The preferred basis is not determined by algorithms -- it is
determined by robustness under decoherence. You can redefine
everything so that your theory is no longer quantum mechanics --
that is a fairly pointless exercise.

That's the preferred basis as used in practice. But that's useless
this context and it would amount to doing things  things backward.
Observers cannot be defined using decoherence. That you do
under decoherence allows for us as stable observers to exist. So
decoherence explains our existence.

It also explains our ability to make measurements and record results. To claim that this is not a fundamental account of measurement is just silly. Nothing is more fundamental than quantum entanglement evidenced
in decoherence.

While entanglement is a phenomenon that exists at the fundamental level, effective macroscopic concepts can never be fundamental, they have to be explained using the fundamental microscopic theory in which many macroscopic concepts do not even exist.

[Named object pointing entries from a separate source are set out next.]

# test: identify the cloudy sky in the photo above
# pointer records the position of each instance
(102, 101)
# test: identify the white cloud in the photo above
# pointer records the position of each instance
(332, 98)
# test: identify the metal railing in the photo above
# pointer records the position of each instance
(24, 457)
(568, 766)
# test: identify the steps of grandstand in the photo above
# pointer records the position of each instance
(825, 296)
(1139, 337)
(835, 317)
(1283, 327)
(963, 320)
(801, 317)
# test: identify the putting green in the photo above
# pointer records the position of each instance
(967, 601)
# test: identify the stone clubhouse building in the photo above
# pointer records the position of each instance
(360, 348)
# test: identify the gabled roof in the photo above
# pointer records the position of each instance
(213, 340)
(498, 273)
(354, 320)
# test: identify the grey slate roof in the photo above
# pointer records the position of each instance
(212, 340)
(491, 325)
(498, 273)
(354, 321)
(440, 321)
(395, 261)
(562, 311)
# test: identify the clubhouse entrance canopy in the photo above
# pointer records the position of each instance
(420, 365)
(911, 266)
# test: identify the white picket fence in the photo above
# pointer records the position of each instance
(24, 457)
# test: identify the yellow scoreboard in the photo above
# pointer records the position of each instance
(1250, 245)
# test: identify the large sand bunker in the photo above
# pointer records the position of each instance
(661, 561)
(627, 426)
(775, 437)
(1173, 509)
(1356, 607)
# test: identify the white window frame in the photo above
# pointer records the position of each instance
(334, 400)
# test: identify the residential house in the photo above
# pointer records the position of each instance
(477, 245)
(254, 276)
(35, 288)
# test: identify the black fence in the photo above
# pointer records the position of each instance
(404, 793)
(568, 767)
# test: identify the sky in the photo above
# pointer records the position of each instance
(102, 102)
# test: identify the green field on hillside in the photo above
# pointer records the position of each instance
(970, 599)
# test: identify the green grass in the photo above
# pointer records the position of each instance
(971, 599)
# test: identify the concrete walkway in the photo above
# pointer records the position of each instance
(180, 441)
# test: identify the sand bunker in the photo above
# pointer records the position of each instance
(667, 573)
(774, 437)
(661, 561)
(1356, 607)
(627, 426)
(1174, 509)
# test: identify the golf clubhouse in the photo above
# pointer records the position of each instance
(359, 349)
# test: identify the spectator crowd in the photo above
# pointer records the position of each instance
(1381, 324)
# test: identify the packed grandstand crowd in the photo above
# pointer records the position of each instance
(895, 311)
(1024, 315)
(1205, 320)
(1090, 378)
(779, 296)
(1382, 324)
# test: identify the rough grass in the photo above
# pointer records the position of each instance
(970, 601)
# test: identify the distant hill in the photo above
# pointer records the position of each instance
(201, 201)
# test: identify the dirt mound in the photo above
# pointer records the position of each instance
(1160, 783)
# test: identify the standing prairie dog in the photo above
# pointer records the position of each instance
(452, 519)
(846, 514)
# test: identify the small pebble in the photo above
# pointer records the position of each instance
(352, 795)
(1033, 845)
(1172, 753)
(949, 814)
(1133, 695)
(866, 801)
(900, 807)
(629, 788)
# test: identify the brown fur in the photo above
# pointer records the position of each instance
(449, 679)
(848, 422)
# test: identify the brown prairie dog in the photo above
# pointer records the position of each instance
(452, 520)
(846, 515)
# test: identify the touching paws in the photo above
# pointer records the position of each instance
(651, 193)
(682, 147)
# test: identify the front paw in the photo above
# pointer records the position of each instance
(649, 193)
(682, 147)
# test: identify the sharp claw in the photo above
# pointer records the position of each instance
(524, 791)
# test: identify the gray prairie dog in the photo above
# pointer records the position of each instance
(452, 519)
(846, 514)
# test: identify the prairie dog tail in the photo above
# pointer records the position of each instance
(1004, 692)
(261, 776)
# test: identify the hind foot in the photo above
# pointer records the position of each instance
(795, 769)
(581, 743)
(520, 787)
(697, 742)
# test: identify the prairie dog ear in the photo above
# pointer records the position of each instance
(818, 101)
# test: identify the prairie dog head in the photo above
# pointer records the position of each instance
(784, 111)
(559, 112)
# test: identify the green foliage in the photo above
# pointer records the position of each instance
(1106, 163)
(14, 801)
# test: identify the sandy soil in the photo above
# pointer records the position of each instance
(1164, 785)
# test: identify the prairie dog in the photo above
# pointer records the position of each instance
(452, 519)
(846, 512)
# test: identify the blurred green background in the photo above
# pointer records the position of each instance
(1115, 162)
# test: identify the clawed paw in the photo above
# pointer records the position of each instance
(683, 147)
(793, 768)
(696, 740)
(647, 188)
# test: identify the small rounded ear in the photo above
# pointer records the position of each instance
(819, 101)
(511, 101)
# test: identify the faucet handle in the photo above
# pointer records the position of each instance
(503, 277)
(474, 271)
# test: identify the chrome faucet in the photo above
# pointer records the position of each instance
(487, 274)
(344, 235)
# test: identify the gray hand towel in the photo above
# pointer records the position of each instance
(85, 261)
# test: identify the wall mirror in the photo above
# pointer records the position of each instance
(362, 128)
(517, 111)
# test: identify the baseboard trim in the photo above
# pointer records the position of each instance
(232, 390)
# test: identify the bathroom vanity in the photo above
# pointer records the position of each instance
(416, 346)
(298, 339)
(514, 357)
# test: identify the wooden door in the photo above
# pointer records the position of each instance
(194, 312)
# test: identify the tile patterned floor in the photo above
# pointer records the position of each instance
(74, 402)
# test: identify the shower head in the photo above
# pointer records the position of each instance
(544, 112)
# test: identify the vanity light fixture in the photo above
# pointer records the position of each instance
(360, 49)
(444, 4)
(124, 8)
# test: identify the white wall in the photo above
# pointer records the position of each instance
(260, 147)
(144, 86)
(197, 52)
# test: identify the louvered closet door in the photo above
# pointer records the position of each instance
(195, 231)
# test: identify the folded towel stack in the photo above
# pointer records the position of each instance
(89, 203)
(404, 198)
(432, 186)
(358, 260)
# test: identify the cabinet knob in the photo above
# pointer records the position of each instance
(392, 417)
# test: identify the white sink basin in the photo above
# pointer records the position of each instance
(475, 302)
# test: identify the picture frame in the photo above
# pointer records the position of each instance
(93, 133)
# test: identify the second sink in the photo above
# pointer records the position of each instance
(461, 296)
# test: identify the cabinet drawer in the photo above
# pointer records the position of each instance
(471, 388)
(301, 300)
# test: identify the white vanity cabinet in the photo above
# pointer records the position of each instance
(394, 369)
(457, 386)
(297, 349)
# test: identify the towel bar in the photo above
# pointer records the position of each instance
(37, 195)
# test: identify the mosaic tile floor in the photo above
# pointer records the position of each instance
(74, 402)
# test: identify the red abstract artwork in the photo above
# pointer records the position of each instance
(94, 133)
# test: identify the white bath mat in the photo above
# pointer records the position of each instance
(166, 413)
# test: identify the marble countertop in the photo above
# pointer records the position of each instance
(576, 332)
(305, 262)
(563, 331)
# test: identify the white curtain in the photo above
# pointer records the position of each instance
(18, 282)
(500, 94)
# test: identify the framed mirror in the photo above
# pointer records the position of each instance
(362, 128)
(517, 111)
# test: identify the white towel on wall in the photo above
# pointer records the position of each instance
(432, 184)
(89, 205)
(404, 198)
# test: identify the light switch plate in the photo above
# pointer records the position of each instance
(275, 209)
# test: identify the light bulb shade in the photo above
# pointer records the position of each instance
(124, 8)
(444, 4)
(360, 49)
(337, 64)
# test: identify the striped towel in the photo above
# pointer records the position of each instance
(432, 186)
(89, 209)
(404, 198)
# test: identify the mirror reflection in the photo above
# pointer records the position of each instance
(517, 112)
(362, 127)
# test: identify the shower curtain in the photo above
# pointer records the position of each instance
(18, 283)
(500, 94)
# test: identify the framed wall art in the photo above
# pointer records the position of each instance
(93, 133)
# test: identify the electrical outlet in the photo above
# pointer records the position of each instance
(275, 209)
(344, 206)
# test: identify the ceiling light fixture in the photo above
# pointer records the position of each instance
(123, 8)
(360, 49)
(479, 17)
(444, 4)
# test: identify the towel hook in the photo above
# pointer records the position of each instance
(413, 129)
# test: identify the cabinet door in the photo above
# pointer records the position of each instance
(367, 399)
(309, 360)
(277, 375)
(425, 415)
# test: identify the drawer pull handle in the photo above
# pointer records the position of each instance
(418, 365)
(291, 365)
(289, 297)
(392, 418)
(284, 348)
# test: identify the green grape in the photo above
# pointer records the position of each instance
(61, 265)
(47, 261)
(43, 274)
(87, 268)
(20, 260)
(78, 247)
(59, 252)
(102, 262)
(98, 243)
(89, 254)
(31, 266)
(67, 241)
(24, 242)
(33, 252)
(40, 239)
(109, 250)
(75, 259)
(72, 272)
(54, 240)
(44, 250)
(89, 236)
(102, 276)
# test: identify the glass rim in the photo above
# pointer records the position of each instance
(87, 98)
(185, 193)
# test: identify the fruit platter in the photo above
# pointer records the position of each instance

You need to keep in mind that there are different meanings of
"fundamental".  Those "macroscopic concepts" like measurements and
records and facts are epistemically fundamental; and remain so however
theories change.  The reductionist base of the current theory is
ontologically fundamental, but it may be replaced by a new theory with
a different ontology, as QM replaced Newtonian mechanics and
statistical mechanics replaced thermodynamics.  Being ontologically
fundamental is a precarious position.

Yes, and that means that the new theory must reduce effectively to the old theory in the macroscopic regime where the old theory makes (almost) correct predictions.

That incorrectly insinuates that the old theory only makes accurate
predictions in the macroscopic domain.  For example, I suspect that
the solution to the problem of quantum gravity will imply natural
cutoffs at the Planck scale which we now often invoke heuristically. 
Just because an ontology is microscopic doesn't make it immune to
replacement.  Strings or loop quantum gravity are microscopic too.

Yes, I agree here. Another example is statistical physics. We teach students about the equal prior probability postulate, but it's not actually true. However we do know that the predictions made by assuming this are correct. The question why statistical mechanics works, is then an interesting problem. See e.g. here:


If we then ask fundamental questions about e.g. the existence of a multiverse that can only be addressed by getting the details about the dynamics at the microscopic level correct, then it's not appropriate to fix up the theory by introducing notions from the macroscopic domain that should in principle follow from the fundamental dynamics at the micro-level.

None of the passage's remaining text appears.